Foreigners Unlimited - John 4:4 - 26

In this series 'My Life - His Way' we intend to deal with contemporary issues, but doing it with our focus on Jesus. The trouble is that Jesus breaks all the social conventions, smashing down cultural barriers, and blowing your mind with respect to the company he keeps and the approaches he takes.

In John 4 Jesus is travelling through Samaria. On the journey the disciples split to get food leaving Jesus to sit by a well, where he gets talking to a Samaritan woman. Big no-no! She is a woman, she is a Samaritan, and we can work out that she has a shady back-story! A rabbi talking alone with a woman was just not done. The Jewish people had an enmity with Samaritans that dated back 700 years - they saw them as unclean and enemies. The woman came at the hottest part of the day, when no one else comes. Most likely because she didn't/couldn't associate with the rest of the women - probably because she carried an enduring shame. Against this backdrop Jesus asks the question "Will you give me a drink?".

Lets learn from this. Jesus is in her territory - that's incarnational mission. More than that he asks her for a drink - that's incarnational mission on steroids! Jesus allows himself to be hosted by the person he is reaching out to. As we ponder pioneering, do we intend to go out with our all our stuff, or can we pray and let the Spirit lead us to people who will host us?

In the conversation that follows the woman naturally talks about practicalities of drawing up the water, but Jesus is already pointing to spiritual matters. That is our task too - to lift people's eyes from the practicalities of the everyday to the spiritual. See how the woman changes: at first it is 'how can you give me ...' but soon it is 'please give me this living water'!

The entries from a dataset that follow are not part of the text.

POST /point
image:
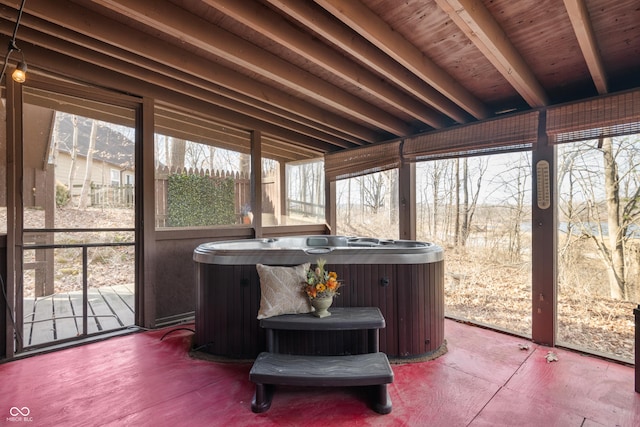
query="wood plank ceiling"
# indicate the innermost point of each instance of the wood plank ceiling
(335, 74)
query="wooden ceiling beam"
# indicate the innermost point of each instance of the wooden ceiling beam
(273, 26)
(132, 47)
(128, 69)
(477, 23)
(180, 95)
(371, 27)
(581, 22)
(352, 43)
(189, 28)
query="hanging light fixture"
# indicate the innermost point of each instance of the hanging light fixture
(20, 73)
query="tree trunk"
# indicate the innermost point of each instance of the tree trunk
(617, 283)
(74, 152)
(86, 185)
(465, 208)
(457, 186)
(178, 150)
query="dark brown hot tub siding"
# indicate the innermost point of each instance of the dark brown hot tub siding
(410, 297)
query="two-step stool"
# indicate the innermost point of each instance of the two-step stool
(371, 369)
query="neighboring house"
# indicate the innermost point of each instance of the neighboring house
(113, 154)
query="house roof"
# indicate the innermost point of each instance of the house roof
(330, 75)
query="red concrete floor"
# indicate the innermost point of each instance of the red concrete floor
(484, 379)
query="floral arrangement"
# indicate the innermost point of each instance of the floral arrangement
(320, 282)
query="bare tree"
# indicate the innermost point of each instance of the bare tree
(605, 203)
(86, 185)
(470, 206)
(178, 153)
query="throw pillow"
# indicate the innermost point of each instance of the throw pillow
(281, 290)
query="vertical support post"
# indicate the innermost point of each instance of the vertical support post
(13, 285)
(636, 313)
(145, 252)
(256, 181)
(85, 291)
(330, 204)
(407, 201)
(543, 244)
(282, 210)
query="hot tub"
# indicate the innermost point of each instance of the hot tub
(403, 278)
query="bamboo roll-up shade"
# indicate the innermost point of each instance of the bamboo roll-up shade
(514, 132)
(607, 116)
(362, 160)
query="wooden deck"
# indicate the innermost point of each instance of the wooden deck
(484, 380)
(59, 316)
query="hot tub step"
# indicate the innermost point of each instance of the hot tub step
(370, 369)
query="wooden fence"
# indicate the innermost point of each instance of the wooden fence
(123, 196)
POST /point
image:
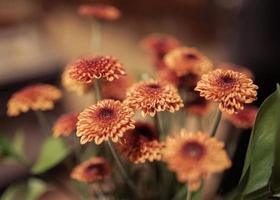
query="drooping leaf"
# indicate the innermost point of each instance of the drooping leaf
(260, 158)
(35, 188)
(264, 140)
(8, 150)
(53, 151)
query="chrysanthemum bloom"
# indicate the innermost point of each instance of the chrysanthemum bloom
(92, 170)
(34, 97)
(244, 118)
(158, 45)
(74, 86)
(231, 89)
(193, 156)
(116, 89)
(186, 61)
(104, 120)
(237, 68)
(85, 70)
(197, 105)
(65, 125)
(141, 144)
(153, 96)
(99, 11)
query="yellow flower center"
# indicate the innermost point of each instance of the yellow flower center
(106, 113)
(191, 56)
(94, 169)
(193, 150)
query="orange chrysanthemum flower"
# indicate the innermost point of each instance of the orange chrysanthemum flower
(72, 85)
(192, 156)
(153, 96)
(141, 144)
(85, 70)
(244, 118)
(34, 97)
(231, 89)
(99, 11)
(158, 45)
(94, 169)
(65, 125)
(184, 61)
(237, 68)
(107, 119)
(116, 89)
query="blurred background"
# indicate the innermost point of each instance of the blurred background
(39, 37)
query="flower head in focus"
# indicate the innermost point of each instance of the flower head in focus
(141, 144)
(99, 11)
(184, 61)
(108, 119)
(158, 46)
(229, 88)
(193, 156)
(237, 68)
(85, 70)
(153, 96)
(73, 85)
(65, 125)
(34, 97)
(116, 89)
(245, 118)
(92, 170)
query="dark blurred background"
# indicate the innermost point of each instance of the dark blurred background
(38, 37)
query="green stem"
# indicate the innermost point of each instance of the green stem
(216, 124)
(98, 95)
(43, 122)
(121, 168)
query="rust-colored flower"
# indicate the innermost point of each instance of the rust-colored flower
(101, 12)
(186, 61)
(116, 89)
(85, 70)
(141, 144)
(196, 104)
(65, 125)
(231, 89)
(34, 97)
(169, 76)
(158, 45)
(244, 118)
(104, 120)
(153, 96)
(237, 68)
(72, 85)
(193, 156)
(94, 169)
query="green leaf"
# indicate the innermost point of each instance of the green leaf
(260, 157)
(8, 150)
(53, 151)
(264, 140)
(275, 178)
(13, 191)
(35, 188)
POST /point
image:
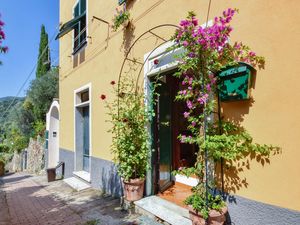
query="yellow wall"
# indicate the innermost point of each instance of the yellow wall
(269, 27)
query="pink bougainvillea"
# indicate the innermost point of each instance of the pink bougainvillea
(207, 51)
(3, 49)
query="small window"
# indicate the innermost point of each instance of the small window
(80, 27)
(84, 96)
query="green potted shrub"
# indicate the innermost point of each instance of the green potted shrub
(208, 51)
(129, 116)
(3, 151)
(2, 165)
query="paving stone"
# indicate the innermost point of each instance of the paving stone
(31, 200)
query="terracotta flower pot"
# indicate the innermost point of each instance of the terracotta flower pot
(134, 189)
(215, 217)
(2, 168)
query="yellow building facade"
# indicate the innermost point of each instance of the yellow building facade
(90, 62)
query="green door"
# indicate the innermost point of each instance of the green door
(86, 138)
(164, 145)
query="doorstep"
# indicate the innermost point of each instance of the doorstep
(76, 183)
(177, 194)
(86, 176)
(169, 212)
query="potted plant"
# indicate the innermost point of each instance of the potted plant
(208, 51)
(3, 158)
(2, 165)
(121, 18)
(129, 116)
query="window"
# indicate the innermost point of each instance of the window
(80, 27)
(78, 24)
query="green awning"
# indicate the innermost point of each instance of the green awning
(68, 26)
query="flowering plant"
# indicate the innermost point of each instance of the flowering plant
(207, 51)
(129, 118)
(3, 49)
(120, 17)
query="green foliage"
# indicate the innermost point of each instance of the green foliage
(207, 51)
(22, 121)
(198, 201)
(4, 148)
(39, 128)
(233, 143)
(44, 64)
(129, 118)
(41, 93)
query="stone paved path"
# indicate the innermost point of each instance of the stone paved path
(29, 203)
(30, 200)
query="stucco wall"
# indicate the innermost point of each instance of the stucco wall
(269, 27)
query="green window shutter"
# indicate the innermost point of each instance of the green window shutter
(235, 82)
(68, 26)
(82, 6)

Next Jesus has a word of knowledge about her shame. This reminds us that in witnessing we are to have a double conversation: on one level talking with person while at the same time listening to the Spirit for revelation. Note how special Jesus' words are. He starts with a harmless question to introduce the subject, and then in the midst of the women's dodgy past he still finds a way to affirm her ('You are right ...'). It would be so easy for us to rub her face in her own shame, or point the finger - but Jesus has a way of exposing the reality whilst still affirming!

The woman can now see Jesus is a prophet - a word of knowledge rapidly propels someone forward in faith! Yet she still has a dilemma, and talks of how they worship differently. In other words she knows (expresses) that there is difference. Jesus doesn't dispute this (it is real enough), but he points beyond difference to true worship (which is via himself). Again the lesson for us is to let the person realise the difference themselves, while we point beyond difference by directing them up to God through Jesus.

Putting all this together, in our increasingly multi-cultural (and multi-faith) context let us ask and challenge ourselves:

Key Qn [OUT]: Where do you need to drop the 'them and us'?
Challenge: Don't just tolerate but love your neighbour


This is about going beyond 'religious tolerance'. Tolerance is good (and necessary), but let us not settle for just tolerating while keeping at a distance those who believe differently to us. Instead let us step up to the challenge of going across and loving our neighbours. When it comes to other faiths let us not think it is as simple as judging another belief as 'good, neutral or dodgy'. Rather let us remember that we are dealing first and foremost with real people. Remember the battle is spiritual (behind the scenes).

Yet as we do that, remember also that Jesus ultimately pointed to true worship which was via himself. Start where people are at ... encourage dialogue ... lift eyes towards Jesus!